In Detect command it will be good to differentiate adapters detected in 3prime and 5prime sites inside fasta output file, so I will not have to bother what should go to atropos A and atropos B

you can write a script to extract the over-represented sequences from the FASTQC report,

For them I do not know if they are A and B, should I put them both to A and B?

[jdidion]

In most datasets there will only one or the other. The detect command outputs one fasta file per input read (so one fasta for single-end, two for paired-end). The additional bit needed is to determine whether the sequencing protocol used 3' or 5' adapters.

I'm thinking about allowing a config file to supplement options passed on the command line, so a reasonable first step would be for detect to also output a config file that has the suggested -a/-b/-g options set. How does that sound?

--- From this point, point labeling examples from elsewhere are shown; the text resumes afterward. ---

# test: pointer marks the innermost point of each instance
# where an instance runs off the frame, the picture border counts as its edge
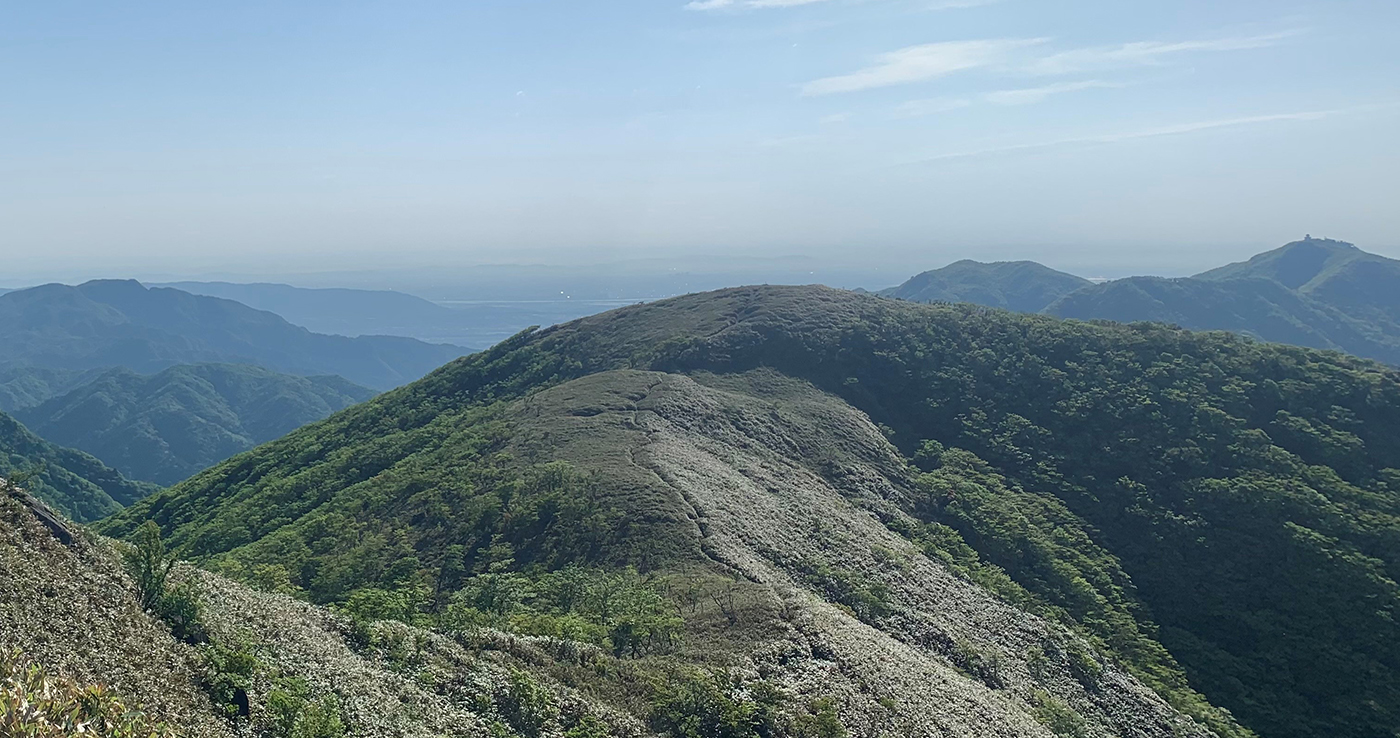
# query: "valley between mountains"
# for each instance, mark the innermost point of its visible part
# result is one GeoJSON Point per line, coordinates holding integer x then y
{"type": "Point", "coordinates": [774, 511]}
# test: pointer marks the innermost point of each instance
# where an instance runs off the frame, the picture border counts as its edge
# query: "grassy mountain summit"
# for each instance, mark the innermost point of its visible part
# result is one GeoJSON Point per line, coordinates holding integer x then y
{"type": "Point", "coordinates": [1059, 511]}
{"type": "Point", "coordinates": [165, 427]}
{"type": "Point", "coordinates": [122, 324]}
{"type": "Point", "coordinates": [1019, 286]}
{"type": "Point", "coordinates": [70, 481]}
{"type": "Point", "coordinates": [1318, 293]}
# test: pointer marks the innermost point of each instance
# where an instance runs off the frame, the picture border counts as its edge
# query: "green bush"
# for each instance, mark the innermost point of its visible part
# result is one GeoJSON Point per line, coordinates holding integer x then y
{"type": "Point", "coordinates": [35, 705]}
{"type": "Point", "coordinates": [1059, 717]}
{"type": "Point", "coordinates": [149, 565]}
{"type": "Point", "coordinates": [713, 706]}
{"type": "Point", "coordinates": [227, 678]}
{"type": "Point", "coordinates": [822, 720]}
{"type": "Point", "coordinates": [525, 705]}
{"type": "Point", "coordinates": [319, 719]}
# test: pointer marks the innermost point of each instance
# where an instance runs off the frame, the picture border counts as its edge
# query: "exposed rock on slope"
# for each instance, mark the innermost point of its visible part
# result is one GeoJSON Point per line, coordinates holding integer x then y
{"type": "Point", "coordinates": [1087, 474]}
{"type": "Point", "coordinates": [777, 481]}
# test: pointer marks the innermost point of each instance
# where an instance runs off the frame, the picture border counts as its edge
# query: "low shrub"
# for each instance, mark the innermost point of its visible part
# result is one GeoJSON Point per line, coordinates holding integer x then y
{"type": "Point", "coordinates": [37, 705]}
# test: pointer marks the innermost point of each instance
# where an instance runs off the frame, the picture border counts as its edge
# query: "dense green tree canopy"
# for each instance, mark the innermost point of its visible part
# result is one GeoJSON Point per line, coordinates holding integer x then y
{"type": "Point", "coordinates": [1189, 499]}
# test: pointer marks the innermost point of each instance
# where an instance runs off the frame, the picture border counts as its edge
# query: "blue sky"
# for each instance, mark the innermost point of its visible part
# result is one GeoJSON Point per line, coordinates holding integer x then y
{"type": "Point", "coordinates": [1099, 136]}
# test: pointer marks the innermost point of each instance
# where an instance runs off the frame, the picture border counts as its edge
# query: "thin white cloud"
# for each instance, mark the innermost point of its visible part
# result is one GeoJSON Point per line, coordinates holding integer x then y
{"type": "Point", "coordinates": [1039, 94]}
{"type": "Point", "coordinates": [919, 63]}
{"type": "Point", "coordinates": [1136, 135]}
{"type": "Point", "coordinates": [919, 108]}
{"type": "Point", "coordinates": [930, 60]}
{"type": "Point", "coordinates": [1144, 53]}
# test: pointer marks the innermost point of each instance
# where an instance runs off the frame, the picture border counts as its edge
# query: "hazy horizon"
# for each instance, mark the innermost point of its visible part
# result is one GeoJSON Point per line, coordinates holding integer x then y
{"type": "Point", "coordinates": [263, 142]}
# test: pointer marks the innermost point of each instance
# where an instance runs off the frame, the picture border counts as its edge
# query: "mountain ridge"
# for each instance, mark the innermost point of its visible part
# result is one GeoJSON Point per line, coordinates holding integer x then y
{"type": "Point", "coordinates": [108, 324]}
{"type": "Point", "coordinates": [168, 426]}
{"type": "Point", "coordinates": [1008, 418]}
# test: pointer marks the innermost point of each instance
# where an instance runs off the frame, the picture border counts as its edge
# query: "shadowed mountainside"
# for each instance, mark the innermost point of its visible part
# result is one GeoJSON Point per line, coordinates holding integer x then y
{"type": "Point", "coordinates": [70, 481]}
{"type": "Point", "coordinates": [165, 427]}
{"type": "Point", "coordinates": [121, 324]}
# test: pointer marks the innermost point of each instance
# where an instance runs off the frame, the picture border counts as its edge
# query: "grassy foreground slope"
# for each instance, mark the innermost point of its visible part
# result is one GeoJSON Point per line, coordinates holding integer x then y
{"type": "Point", "coordinates": [164, 427]}
{"type": "Point", "coordinates": [1215, 516]}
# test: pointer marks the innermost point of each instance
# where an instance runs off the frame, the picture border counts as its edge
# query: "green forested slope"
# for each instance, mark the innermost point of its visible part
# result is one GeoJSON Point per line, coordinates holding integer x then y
{"type": "Point", "coordinates": [1194, 503]}
{"type": "Point", "coordinates": [105, 324]}
{"type": "Point", "coordinates": [164, 427]}
{"type": "Point", "coordinates": [73, 482]}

On Jun 3, 2017, at 8:37 AM, Anton Kulaga notifications@github.com wrote:

that's why I implemented the 'detect' command

In Detect command it will be good to differentiate adapters detected in 3prime and 5prime sites inside fasta output file, so I will not have to bother what should go to atropos A and atropos B

— You are receiving this because you commented. Reply to this email directly, view it on GitHub, or mute the thread.

[jdidion]

you can write a script to extract the over-represented sequences from the FASTQC report,

For them I do not know if they are A and B, should I put them both to A and B?

First, I made a mistake before when I said '-b' (which means to search for the adapter anywhere in the read) I meant '-g' (which means to search for it at the front of the read. For the temporary FASTQC solution, you can use the '-g' option.

[jdidion]

I just added some new issues to cover the enhancements proposed here, so I'm closing this one.